Plot: Barry (Tom Cruise) is a commercial airline pilot who makes good money and has a family he loves, but he is restless with his lot in life. The grind of routine flights has worn on him and the sole spark of intrigue is when he smuggles cigars, but even that has become mundane. When he is approached by a man who claims to be CIA, Barry is all ears and while his purpose is a little unclear, he strongly considers the job he is offered on the spot. A minor attempt to stay in his current lifestyle happens, but Barry is soon back at the CIA and put into action, given a powerful plane of his own and orders to fly to South America. There he will fly over some communist compounds and take recon photos, then return the surveillance to his bosses. This proves to be just the rush was Barry was after, as he is shot at and has to rely on his pilot skills to survive, but he loves the assignments. He needs more cash however, which is what makes him open to an offer from a cocaine cartel, promising endless riches. But can Barry juggle the needs of the CIA and a drug cartel, or is he in over his head?
Entertainment Value: American Made is based on real life events, but unlike most biopics, it ditches a realistic approach and turns Barry Seal’s story into an over the top, darkly comic action movie. The tone here flashes between deadly serious and absurd, but it always feels like a smooth transition and given the wild things that happen, such a tonal shift isn’t all unrealistic. The end result might be an odd approach for a based on real life narrative, but this is one of the truly stranger than fictions stories out there, so it needed to be a spectacle.

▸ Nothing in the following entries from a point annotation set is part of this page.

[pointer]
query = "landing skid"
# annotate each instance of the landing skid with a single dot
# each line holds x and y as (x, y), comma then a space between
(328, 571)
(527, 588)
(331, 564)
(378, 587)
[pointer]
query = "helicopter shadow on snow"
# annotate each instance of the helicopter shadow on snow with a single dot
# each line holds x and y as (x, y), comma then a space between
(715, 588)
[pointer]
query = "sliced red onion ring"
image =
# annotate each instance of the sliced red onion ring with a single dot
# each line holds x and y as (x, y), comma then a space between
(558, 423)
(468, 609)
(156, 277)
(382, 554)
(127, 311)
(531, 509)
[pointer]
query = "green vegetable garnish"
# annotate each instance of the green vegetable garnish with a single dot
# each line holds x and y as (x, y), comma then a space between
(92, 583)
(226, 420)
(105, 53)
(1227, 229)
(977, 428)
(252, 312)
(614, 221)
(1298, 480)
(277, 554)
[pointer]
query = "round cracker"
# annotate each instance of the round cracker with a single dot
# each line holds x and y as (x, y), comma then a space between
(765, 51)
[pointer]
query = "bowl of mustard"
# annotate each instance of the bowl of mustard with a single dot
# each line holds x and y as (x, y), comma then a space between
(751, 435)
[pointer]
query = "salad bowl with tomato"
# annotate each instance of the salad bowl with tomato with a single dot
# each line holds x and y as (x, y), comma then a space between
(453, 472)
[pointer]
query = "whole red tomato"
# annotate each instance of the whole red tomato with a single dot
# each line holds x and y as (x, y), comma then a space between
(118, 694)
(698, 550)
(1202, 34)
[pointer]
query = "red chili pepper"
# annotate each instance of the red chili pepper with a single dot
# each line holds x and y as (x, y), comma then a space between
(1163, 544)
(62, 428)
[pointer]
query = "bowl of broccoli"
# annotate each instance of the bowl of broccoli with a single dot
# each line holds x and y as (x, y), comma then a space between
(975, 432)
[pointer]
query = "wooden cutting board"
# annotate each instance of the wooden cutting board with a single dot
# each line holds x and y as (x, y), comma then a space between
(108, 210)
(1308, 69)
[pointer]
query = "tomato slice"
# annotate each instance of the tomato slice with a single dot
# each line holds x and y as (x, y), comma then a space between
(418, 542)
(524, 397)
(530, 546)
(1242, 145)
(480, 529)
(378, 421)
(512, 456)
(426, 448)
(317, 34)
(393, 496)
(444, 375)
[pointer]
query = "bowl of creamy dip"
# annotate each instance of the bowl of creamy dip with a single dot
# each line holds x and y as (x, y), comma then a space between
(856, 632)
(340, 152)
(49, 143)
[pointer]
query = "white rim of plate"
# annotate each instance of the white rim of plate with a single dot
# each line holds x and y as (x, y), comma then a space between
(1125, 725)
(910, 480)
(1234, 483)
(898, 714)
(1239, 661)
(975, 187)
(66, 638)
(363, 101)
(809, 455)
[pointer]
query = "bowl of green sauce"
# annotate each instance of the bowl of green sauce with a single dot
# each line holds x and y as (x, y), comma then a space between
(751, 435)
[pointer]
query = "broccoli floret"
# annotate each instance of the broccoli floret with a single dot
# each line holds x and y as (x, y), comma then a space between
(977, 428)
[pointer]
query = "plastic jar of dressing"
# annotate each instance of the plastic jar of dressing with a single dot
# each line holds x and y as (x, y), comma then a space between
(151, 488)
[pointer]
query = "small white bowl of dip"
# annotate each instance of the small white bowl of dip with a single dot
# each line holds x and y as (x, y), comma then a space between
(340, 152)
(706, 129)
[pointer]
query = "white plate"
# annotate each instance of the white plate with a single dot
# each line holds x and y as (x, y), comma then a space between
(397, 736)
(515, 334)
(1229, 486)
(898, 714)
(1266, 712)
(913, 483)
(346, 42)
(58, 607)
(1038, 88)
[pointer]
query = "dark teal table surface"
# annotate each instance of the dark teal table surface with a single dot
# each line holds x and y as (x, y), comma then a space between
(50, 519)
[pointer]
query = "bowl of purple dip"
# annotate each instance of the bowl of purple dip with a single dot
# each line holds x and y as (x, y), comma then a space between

Tom Cruise is fun to watch and while I wouldn’t call his turn here a classic thespian effort, his manic presence and amplified swagger do wonders for the role, without question. The same can be said for the most of the cast, who embrace the absurd drama of the approach. Some of the supporting cast members include Sarah Wright, Domhnall Gleeson, Caleb Jones, and Alejandro Edda among others, forming a solid overall lineup. Those looking for a serious take on an important political/social series of events might be let down, but if you just want a fun rocket ride back to the 80s, American Made delivers on that front.
A few bare asses, including Barry’s, as he seems to prefer mooning his family to a more traditional goodbye. No blood. There’s some violence at times, mostly off screen gun shots and one car explosion, but no bloodshed. The movie offers up some solid action however, with a some plane stunt set pieces, including a fun one where Barry lands in a an urban locale to evade capture. So for a dark comedy/drama, American Made keeps a brisk pace and throws in some nice action sequences. The dialogue is colorful and over the top, especially when Cruise pushes his performance into absurdity, which happens a lot here. Barry’s CIA contact is also a ridiculous character, full of bad ideas and rarely able to grasp how bad things have gotten. So some goofy, fun lines make it through, amped up by Cruise’s offbeat performance. The premise is pretty wild, but then the movie jolts it into over the top territory, which is fun to watch, but makes it feel like a cartoon at times, not an incredible true story. But even so, this one deserves a couple points just for the wild ride it offers.